2. Donate to Good Will: Another way to honor the life of someone is to donate useable items to a good cause. Things that can be donated are furniture, clothing, canned goods that haven’t expired and medical equipment to name some. If the departed had a lengthy period of being ill, there may be items such as hospital beds, wheelchairs, walkers, canes and the like in the home. These items can be donated to local charities that can make sure they go to good use and help those that struggle to afford these items. Can you think of a better way to honor your loved one than to do some charitable donating in their name/honor?
3. Auction: Depending upon the estate, there may be valuable items that can be auctioned off. Many homes contain antiques and the people who had daily contact with the owners may not even know it! Having an expert come in and determining whether you have enough items to auction them off or have perhaps a yard sale if an auction is not viable. If there is an auction, it will add value to the estate. Even if you hold a yard sale, it also reduces the amount of stuff you have left over to dispose of while adding a few dollars to the estate.
4. Recycle: Go through the items that you couldn’t donate or sell and see what can be recycled. Anything left at this point is headed for disposal. Recycling metal, cardboard, paper and plastics will reduce the amount of debris you need to get rid of in the end. At this point, you will also want to go through the house and look for items that need special attention such as paints, gas, oil, etc. If you can’t sell it or give it away, you have to throw it away!! Getting rid of hazardous items now will make the final disposal process run much smoother.
5. Dispose of remainder: Once you have gone through the house, taken all of the things you want and let other family members do the same, sold what you could and recycled whatever you could, you are left with the debris. At this point, you can rent a dumpster or you can hire someone to come do a clean-out for you. If you decide to rent a dumpster, you will have to decide what size you will need. If you have many bulky items, you will most likely need a larger dumpster to handle the volume of debris you will have to dispose of. If you were able to get rid of most of the larger items such as beds, tables, couches and chairs, perhaps you will only need a small dumpster.
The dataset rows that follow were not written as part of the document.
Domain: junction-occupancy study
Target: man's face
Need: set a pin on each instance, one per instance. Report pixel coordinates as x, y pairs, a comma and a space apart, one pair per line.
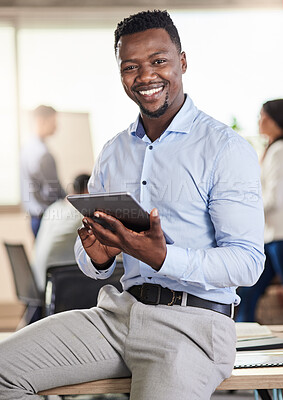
151, 71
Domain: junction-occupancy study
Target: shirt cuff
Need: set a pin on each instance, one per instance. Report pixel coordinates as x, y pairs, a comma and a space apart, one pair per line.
175, 265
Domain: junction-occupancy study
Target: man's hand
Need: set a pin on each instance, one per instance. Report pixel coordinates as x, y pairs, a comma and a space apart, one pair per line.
98, 252
102, 244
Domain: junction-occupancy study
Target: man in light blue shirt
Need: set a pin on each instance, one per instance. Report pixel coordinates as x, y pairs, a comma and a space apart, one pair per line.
171, 328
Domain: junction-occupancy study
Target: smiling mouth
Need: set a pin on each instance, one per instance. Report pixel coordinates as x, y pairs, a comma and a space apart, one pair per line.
150, 92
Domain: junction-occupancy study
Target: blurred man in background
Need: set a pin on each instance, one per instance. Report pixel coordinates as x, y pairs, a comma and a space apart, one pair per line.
40, 184
54, 244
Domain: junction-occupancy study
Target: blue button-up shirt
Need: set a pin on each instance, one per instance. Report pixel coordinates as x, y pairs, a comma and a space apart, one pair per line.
204, 180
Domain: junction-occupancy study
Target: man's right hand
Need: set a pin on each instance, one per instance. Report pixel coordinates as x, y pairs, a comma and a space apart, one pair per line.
98, 252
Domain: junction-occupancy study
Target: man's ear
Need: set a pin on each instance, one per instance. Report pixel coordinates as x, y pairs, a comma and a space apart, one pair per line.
183, 60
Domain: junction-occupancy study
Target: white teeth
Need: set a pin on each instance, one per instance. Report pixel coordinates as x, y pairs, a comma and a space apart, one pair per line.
150, 92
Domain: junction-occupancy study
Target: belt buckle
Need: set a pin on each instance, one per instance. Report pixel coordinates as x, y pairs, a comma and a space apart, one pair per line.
150, 293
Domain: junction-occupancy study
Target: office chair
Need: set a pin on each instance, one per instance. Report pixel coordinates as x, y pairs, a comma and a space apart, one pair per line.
67, 288
26, 288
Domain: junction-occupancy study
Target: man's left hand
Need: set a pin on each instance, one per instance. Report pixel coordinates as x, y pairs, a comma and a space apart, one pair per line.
147, 246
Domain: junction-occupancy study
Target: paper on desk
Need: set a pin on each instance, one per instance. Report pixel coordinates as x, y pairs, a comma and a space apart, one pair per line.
252, 330
4, 335
253, 359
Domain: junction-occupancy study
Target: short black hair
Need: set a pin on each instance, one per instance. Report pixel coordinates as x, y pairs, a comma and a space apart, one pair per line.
145, 20
274, 108
80, 183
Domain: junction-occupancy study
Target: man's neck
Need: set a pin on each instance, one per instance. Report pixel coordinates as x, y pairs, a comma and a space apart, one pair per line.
154, 127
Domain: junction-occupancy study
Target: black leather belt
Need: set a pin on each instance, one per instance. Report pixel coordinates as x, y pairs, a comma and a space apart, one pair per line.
148, 293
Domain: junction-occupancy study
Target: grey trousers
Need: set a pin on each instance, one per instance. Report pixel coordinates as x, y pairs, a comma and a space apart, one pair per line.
172, 352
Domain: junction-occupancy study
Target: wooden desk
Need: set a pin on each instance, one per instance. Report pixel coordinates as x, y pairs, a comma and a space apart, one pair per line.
241, 379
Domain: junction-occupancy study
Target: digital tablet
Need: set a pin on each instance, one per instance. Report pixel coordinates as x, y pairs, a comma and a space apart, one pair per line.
121, 205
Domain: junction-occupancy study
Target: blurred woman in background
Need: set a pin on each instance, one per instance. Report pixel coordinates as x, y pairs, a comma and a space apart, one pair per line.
271, 126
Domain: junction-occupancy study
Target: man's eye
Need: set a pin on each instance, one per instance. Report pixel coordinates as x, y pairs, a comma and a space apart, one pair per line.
159, 61
129, 68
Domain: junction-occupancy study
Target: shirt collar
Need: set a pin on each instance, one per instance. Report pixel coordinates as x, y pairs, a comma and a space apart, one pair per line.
181, 123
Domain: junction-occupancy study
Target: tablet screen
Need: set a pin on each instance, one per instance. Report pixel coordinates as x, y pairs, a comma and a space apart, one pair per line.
121, 205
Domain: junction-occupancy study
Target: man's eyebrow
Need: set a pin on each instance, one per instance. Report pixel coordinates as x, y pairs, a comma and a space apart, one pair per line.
157, 53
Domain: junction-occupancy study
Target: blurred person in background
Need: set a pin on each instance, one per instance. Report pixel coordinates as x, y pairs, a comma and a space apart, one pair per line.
54, 244
271, 126
40, 185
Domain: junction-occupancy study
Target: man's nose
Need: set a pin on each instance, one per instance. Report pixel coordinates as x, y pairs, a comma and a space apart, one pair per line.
146, 73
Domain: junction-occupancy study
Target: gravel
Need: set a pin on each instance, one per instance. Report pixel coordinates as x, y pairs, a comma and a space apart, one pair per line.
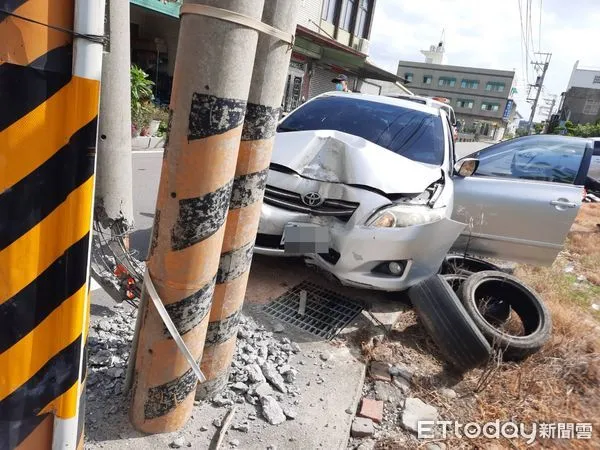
261, 365
272, 411
178, 443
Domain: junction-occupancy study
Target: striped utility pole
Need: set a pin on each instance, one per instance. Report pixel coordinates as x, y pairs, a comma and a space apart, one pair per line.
210, 90
49, 90
268, 81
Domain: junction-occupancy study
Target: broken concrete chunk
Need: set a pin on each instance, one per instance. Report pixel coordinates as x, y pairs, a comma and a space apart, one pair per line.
241, 387
177, 443
219, 400
271, 410
415, 410
387, 392
255, 374
398, 370
362, 427
325, 356
448, 393
271, 374
263, 390
380, 371
104, 325
366, 445
435, 446
290, 413
243, 427
402, 384
372, 409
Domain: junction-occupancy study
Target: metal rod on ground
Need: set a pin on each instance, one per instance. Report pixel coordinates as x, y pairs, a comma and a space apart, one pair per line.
113, 204
264, 101
212, 77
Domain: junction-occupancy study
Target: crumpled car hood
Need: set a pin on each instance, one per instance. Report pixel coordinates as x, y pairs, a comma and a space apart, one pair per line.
337, 157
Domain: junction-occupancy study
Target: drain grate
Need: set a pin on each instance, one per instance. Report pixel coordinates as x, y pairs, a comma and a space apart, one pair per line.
326, 312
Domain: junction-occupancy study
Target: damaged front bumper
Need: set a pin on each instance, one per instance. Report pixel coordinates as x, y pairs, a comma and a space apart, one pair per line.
359, 255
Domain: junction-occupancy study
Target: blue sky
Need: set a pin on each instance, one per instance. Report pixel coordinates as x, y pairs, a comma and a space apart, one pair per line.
487, 33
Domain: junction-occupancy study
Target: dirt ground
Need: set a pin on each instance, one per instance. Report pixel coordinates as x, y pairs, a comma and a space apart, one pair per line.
560, 384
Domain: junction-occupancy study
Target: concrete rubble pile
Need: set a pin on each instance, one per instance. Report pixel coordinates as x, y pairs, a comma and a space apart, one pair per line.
261, 373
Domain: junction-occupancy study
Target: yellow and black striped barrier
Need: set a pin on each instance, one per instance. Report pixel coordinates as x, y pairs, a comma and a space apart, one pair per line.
48, 115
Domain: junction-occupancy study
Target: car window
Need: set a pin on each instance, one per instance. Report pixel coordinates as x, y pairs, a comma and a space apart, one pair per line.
543, 159
414, 134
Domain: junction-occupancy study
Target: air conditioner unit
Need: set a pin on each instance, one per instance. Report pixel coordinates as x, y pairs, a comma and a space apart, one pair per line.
363, 46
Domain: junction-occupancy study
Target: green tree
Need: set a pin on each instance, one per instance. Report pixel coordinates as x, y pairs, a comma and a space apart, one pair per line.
141, 96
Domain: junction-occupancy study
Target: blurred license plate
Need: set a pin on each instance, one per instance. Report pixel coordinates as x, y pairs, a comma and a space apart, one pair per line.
302, 238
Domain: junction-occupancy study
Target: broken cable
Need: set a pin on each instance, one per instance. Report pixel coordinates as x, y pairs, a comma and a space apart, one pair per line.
90, 37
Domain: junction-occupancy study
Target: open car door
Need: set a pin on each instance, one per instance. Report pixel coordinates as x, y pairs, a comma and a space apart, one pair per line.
521, 201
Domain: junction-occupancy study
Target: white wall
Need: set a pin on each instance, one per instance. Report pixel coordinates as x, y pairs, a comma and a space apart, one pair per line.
583, 77
310, 11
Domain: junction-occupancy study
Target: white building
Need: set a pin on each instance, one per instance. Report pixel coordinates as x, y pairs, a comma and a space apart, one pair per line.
581, 100
332, 38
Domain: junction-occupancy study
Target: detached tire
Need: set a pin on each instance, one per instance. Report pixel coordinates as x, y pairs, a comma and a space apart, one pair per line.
448, 323
465, 265
524, 302
455, 280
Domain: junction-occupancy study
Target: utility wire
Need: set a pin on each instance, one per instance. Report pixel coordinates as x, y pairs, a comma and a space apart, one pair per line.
540, 28
524, 50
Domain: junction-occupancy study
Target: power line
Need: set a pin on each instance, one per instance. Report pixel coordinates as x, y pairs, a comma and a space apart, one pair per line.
524, 49
530, 24
540, 28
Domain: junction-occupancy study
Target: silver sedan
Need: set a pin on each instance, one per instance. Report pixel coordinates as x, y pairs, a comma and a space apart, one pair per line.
367, 188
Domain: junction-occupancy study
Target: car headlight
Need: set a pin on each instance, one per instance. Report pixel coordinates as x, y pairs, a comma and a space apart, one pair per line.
400, 216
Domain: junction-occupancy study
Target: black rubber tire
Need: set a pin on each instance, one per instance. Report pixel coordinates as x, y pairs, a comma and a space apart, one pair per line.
455, 280
497, 314
534, 315
466, 265
449, 325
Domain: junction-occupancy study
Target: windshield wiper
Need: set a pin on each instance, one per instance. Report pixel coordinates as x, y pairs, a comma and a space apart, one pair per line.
282, 128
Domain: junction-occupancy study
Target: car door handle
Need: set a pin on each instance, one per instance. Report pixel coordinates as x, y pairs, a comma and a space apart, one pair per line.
563, 203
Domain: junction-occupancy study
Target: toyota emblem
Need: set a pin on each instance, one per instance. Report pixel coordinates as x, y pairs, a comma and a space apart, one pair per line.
312, 199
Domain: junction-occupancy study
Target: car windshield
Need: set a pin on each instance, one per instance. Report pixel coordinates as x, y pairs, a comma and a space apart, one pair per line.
413, 134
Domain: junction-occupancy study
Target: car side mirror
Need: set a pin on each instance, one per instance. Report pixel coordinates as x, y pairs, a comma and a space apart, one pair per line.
466, 167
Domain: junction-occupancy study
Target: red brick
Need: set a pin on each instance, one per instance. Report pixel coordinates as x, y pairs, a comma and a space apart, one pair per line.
372, 409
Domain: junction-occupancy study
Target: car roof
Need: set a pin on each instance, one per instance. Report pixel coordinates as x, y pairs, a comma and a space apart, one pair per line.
426, 100
408, 104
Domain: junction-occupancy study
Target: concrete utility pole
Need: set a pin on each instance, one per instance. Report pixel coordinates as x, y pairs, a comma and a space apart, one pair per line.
113, 205
539, 84
264, 107
210, 91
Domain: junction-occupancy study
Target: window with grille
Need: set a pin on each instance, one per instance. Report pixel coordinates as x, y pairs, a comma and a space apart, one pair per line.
591, 107
469, 84
495, 86
446, 81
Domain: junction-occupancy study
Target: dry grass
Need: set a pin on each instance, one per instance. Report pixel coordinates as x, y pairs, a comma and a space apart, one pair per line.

Talking over your situation with your hauler is your best bet for finding the right size. Explain to them what you are getting rid of and they should be able to steer you in the right direction. If you decide to take the clean-out route, you will eliminate the need to guess what size dumpster to get. Clean-outs are typically done on a per job basis and include all the necessary dumpsters needed to complete the job. This can often be a better option if you have a large amount of possessions to remove or if you physically can’t do the work yourself. It also locks you in to an exact price that should not vary. You will know exactly what you are dealing with and you won’t have to break your back trying to load a dumpster.
While it is never an easy task, handling an estate cleanout doesn’t have to be an impossible task. Following these simple tips can help bring value and honor to the life of the deceased while maximizing the value of the estate by lowering costs and increasing cash value. Taking on the task of liquidating someone else’s life doesn’t have to be an impossible task. Breaking it down into simple stages can make it manageable and easier to handle. I hope this answers any questions you may have had and have a wonderful day!